Second, the Secretary argued the settlement agreements were not a barrier to the cost report reopenings because "the regulations make pellucid that an intermediary lacks authority to make payments that are not authorized by Medicare." Since the Secretary was not a party to the settlement agreements, and the Intermediary lacked authority to enter into the settlement (despite representing that it had such authority), the court concluded that the settlement agreements did not bar the reopening.

The Hospitals additionally argued that even if the notices of reopening were valid, the non-SSI type 6 days were properly included in the DSH calculations. However, the Secretary interpreted the applicable DSH calculations to exclude patients entitled to both Medicare Part A and Medicaid but not entitled to SSI, so the court deferred to the Secretary's interpretation under Chevron.

Finally, the Hospitals argued that even if the DSH calculations were incorrect, they should be held harmless from any obligation to repay the overpayments based on a Program Memorandum from the Secretary stating that intermediaries should not recoup "the portion of the Medicare DSH adjustment payments previously made to hospitals attributable to the erroneous inclusion of general assistance or other State-only health program, charity care, Medicaid DSH, and/or ineligible waiver or demonstration population days in the Medicaid days factor used in the Medicare DSH formula." However, the court agreed with the Secretary's contention that this provision did not extend to the obligation to refund DSH overpayments based on non-SSI type 6 days.

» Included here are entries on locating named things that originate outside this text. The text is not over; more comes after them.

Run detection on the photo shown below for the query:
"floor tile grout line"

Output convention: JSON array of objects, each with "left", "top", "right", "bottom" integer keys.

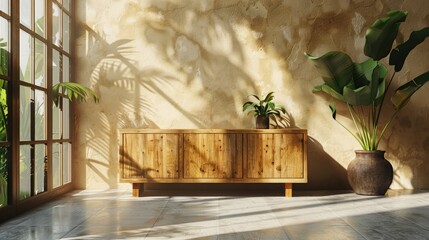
[
  {"left": 143, "top": 196, "right": 174, "bottom": 239},
  {"left": 60, "top": 200, "right": 106, "bottom": 239}
]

The First Circuit thus held that the Secretary properly reopened the cost reports and rejected the Hospitals' defenses to repayment.

Ober|Kaler's Comments

Maine Medical has made two things clear. First, when the PRM and regulations conflict, courts will often discount the PRM if necessary to support the Secretary. This is so even where the Secretary otherwise holds providers accountable for following the PRM. Second, a fiscal intermediary does not have the authority to make payments inconsistent with the Secretary's interpretation of the statute. Therefore, the Secretary retains the authority to ignore settlement agreements that the providers and their Intermediaries (now Medicare Administrative Contractors) have entered into in good faith. For those providers with similar settlement agreements, be aware that the intermediary may still reopen the cost reports if within the permissible reopening period.